In his latest online column for Time magazine, Drucker Institute Executive Director Rick Wartzman writes about how Intel is now “manufacturing and shipping only ‘conflict-free’ microprocessors—that is, computer chips devoid of minerals that come from those mines that pass their profits on to warlords” in the eastern Congo and other violence-ravaged parts of Africa.
“At a most basic level,” Wartzman writes, “Intel’s initiative is a reminder that businesses do not exist in a vacuum and that many of their everyday decisions ripple far out into the world—a notion that [Peter] Drucker spelled out in The Practice of Management, long before the term ‘social responsibility’ first came into fashion.”
Some observers, Wartzman notes, “have dismissed Intel’s efforts,” pointing out that it has been “motivated, at least in part, by a 2010 law that requires companies to publicly disclose whether their products contain conflict minerals.” Intel and others, they say, fear bad publicity.

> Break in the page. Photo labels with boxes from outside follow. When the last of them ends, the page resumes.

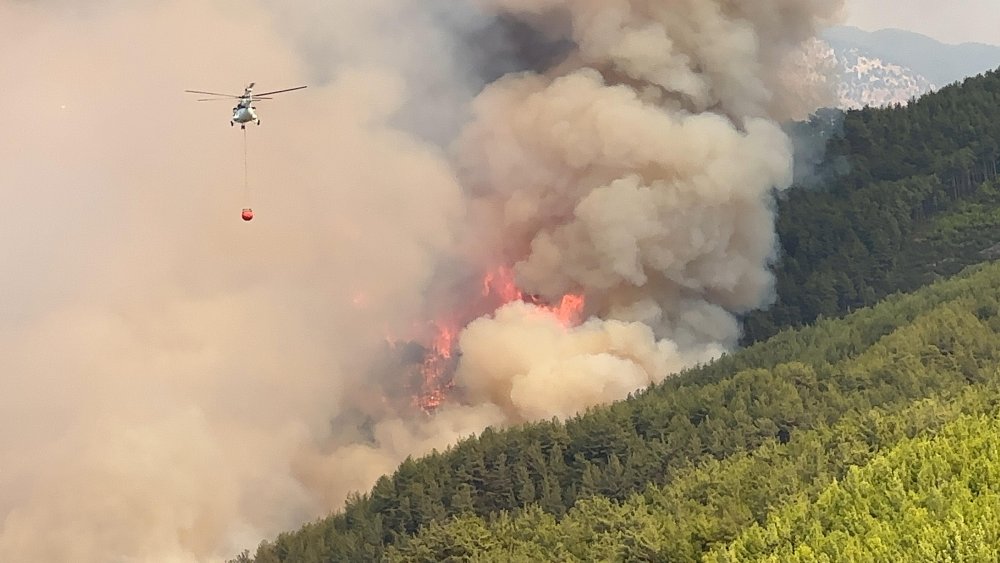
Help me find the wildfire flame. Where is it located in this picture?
[415,266,585,413]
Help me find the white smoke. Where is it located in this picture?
[0,0,844,563]
[448,0,835,420]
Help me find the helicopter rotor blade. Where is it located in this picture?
[254,86,306,99]
[184,90,239,98]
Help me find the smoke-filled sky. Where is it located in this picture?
[0,0,839,563]
[846,0,1000,45]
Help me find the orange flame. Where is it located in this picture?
[416,266,585,413]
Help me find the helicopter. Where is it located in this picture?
[184,82,305,130]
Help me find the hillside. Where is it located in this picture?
[743,68,1000,343]
[823,26,1000,86]
[704,412,1000,563]
[238,57,1000,563]
[234,256,1000,563]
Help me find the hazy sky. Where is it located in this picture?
[847,0,1000,45]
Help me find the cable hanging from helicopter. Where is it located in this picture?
[185,82,306,221]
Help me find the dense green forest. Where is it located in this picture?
[743,72,1000,344]
[238,264,1000,563]
[705,412,1000,563]
[237,68,1000,563]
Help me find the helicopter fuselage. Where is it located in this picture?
[230,99,260,129]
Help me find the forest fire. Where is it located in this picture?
[414,266,585,413]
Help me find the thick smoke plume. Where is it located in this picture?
[0,0,837,563]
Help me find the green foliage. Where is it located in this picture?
[705,412,1000,563]
[388,300,1000,562]
[240,264,1000,563]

“But so what?” Wartzman asks. “If customers care about this issue—and I sure hope they do—then what is wrong with trying to give them what they value in this regard? What’s the problem with using ‘conflict free’ as a marketing advantage?”
“The ideal approach,” Drucker declared, “is to make the elimination of impacts into a profitable business opportunity.”
Concludes Wartzman: “If Intel attracts customers as a result” of its action, “that should be a cause for celebration, not cynicism.”